Del tedio “bien gestionado” pueden salir ideas muy creativas. Los especialistas advierten sobre el riesgo de “robar” esa sensación de aburrimiento a los niños. “Nos anticipamos, les inundamos de actividades para que no se aburran en lugar de darles la oportunidad de superarlo por sí mismos”, afirma Penadés. Los padres de generaciones anteriores no se culpabilizaban si sus hijos se quejaban de tardes tediosas y les animaban a resolverlas solos. Entonces se leían cuentos e historietas, se jugaba donde se podía, se inventaban historias, se soñaba despierto, ¡Qué bueno! Claro está que se ejercitaba la paciencia.
Conclusiones
El escritor Fernando Aramburu, en su artículo Elogio del aburrimiento, reivindica el “aprender a estar a solas y en silencio con los propios pensamientos” como un eficaz antídoto ante el aburrimiento. Aceptar aburrirse durante la cuarentena puede representar una valiosa lección para todos. La persona que aprende a estar sola es factible que valore sentirse acompañada. En este sentido quien aprende a tolerar el aburrimiento es probable que dosifique mejor su tiempo libre, resignificando el tiempo “ocupado y compartido”.
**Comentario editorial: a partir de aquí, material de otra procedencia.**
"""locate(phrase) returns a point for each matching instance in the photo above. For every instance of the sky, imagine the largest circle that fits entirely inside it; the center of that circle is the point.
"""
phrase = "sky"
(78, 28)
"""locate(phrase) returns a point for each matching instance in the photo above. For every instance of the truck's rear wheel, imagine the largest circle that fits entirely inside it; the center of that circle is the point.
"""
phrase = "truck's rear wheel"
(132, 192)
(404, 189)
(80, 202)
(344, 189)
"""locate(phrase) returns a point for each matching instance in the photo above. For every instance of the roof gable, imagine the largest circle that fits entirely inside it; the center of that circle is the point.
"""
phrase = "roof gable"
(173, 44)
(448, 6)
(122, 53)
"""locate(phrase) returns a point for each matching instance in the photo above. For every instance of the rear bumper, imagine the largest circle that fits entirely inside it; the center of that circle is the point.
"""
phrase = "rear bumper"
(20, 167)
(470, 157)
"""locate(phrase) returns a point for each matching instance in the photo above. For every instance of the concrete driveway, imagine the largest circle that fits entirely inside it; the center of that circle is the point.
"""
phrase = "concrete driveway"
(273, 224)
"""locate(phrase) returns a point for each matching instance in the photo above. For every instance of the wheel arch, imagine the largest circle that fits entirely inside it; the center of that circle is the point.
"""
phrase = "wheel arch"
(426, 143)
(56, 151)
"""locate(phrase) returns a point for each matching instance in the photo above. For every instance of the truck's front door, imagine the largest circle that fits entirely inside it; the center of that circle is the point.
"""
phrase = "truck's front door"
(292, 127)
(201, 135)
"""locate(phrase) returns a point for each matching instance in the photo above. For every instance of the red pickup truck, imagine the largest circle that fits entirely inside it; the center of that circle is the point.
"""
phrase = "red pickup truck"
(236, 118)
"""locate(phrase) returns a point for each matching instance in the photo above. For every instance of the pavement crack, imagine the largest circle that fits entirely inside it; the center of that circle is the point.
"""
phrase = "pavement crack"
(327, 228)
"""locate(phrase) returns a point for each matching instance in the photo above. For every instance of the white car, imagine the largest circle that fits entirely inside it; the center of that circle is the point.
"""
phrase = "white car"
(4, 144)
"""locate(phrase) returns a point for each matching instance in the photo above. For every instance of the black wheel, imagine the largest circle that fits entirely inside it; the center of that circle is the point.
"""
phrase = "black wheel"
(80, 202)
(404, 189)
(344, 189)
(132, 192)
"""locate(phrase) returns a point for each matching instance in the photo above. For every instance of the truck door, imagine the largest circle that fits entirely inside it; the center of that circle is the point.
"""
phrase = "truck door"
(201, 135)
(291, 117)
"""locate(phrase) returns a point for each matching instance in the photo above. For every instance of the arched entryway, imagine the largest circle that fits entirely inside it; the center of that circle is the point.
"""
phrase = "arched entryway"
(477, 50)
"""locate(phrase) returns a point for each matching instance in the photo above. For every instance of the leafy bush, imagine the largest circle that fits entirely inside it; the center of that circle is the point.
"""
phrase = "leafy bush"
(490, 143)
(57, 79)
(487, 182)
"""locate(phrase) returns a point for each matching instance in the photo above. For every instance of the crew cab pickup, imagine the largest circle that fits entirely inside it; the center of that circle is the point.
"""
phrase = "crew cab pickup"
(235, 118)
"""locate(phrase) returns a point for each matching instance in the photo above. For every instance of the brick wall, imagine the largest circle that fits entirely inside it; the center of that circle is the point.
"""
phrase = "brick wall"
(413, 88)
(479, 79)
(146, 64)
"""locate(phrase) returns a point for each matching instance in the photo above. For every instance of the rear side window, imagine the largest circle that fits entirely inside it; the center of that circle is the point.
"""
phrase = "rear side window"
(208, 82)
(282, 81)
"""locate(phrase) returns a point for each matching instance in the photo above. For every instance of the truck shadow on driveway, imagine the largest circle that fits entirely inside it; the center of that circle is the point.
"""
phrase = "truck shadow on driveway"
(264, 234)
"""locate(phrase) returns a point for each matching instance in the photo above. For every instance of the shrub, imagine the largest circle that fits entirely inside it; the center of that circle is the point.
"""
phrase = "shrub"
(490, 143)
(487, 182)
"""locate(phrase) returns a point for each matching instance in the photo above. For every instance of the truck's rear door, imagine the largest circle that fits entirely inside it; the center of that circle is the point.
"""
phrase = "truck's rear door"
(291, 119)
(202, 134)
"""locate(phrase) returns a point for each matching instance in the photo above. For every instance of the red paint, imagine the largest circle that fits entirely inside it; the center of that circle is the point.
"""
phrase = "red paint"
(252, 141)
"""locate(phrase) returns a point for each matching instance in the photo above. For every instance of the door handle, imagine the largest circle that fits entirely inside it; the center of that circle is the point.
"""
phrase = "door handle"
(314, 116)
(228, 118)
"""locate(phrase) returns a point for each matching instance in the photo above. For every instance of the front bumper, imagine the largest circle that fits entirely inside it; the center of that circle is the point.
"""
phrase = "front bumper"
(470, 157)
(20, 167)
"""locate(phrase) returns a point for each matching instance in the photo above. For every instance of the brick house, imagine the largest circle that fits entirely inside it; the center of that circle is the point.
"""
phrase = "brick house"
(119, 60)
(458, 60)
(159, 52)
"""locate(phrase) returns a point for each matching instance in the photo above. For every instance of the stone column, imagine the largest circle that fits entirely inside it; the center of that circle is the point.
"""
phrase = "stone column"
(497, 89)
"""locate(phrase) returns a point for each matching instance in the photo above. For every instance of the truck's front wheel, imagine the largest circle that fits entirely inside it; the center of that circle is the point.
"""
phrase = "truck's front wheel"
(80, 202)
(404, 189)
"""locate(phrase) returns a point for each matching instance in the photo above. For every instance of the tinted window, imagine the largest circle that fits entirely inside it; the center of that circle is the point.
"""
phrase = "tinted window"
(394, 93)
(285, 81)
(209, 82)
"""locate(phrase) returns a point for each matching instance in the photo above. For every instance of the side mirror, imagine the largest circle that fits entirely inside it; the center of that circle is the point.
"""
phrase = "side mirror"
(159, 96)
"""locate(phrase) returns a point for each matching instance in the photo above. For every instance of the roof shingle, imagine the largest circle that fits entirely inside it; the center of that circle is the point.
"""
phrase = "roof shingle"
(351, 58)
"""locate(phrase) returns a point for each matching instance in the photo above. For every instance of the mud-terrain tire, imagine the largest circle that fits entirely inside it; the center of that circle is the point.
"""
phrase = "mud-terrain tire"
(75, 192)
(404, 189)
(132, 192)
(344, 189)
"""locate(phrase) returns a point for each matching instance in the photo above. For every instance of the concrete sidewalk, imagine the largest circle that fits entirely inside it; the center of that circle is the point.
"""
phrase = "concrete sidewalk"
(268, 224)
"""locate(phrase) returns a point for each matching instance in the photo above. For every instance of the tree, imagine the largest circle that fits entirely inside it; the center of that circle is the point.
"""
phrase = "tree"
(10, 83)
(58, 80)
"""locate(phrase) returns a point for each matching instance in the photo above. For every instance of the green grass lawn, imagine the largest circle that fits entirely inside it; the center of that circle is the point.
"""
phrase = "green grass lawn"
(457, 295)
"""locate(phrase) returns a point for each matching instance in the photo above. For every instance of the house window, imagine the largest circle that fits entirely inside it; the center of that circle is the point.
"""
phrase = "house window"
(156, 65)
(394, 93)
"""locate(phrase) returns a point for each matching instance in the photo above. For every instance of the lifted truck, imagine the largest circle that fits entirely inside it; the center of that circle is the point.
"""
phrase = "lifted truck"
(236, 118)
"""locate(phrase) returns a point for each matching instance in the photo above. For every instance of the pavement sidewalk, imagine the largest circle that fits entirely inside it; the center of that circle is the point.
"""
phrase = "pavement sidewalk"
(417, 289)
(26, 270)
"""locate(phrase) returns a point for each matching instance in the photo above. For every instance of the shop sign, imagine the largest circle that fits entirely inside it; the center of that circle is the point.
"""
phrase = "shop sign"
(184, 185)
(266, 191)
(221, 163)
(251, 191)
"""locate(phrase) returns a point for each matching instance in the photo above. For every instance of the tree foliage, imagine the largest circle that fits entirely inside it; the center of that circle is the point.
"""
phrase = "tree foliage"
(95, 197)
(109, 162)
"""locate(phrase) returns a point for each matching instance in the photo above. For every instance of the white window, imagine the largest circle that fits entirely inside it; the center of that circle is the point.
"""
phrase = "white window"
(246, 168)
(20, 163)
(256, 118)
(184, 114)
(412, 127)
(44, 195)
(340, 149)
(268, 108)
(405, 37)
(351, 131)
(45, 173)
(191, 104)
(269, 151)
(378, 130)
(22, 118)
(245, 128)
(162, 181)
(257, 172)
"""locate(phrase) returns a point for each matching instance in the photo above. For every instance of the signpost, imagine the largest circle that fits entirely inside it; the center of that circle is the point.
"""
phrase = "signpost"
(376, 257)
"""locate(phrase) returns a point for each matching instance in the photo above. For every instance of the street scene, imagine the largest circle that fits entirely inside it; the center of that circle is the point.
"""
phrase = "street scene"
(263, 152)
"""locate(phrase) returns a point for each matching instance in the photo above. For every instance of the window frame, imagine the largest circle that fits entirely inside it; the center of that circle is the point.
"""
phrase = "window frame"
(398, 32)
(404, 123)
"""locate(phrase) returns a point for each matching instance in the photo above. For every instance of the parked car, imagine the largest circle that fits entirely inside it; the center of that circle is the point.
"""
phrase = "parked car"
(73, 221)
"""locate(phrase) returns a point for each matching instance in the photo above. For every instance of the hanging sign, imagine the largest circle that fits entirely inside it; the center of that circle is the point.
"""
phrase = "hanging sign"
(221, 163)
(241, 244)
Es imprescindible desacelerar y aliarse con el aburrimiento. De ese modo, facilitamos el trabajo psicológico de buscar alternativas apelando a la imaginación. Esto alivia al aparato mental, pero además estaríamos utilizando una parte del cerebro que no es la habitual. Es la vía regia para innovar.
Para Penadés, aburrirse puede ser un buen motor de cambio: “podemos aprender algo de nosotros mismos, puede ser el punto de partida de algo positivo”. Ante la crisis actual se recomienda dedicar unos minutos al día a escribir, leer, pintar, dialogar, jugar. Conviene reflexionar sobre lo que está sucediendo, pensar en los que más están sufriendo por distintas razones y construir una idea acerca de esta extraña realidad que vivimos.
Hay mucho que aprender de esta vivencia individual y colectiva, como por ejemplo, cuestionar a qué le dedicamos el tiempo. Quizás, estimado lector, deberíamos aburrirnos un poco más para potenciar nuestra usina creativa y generar cambios genuinos, superadores en nosotros mismos y en la sociedad toda.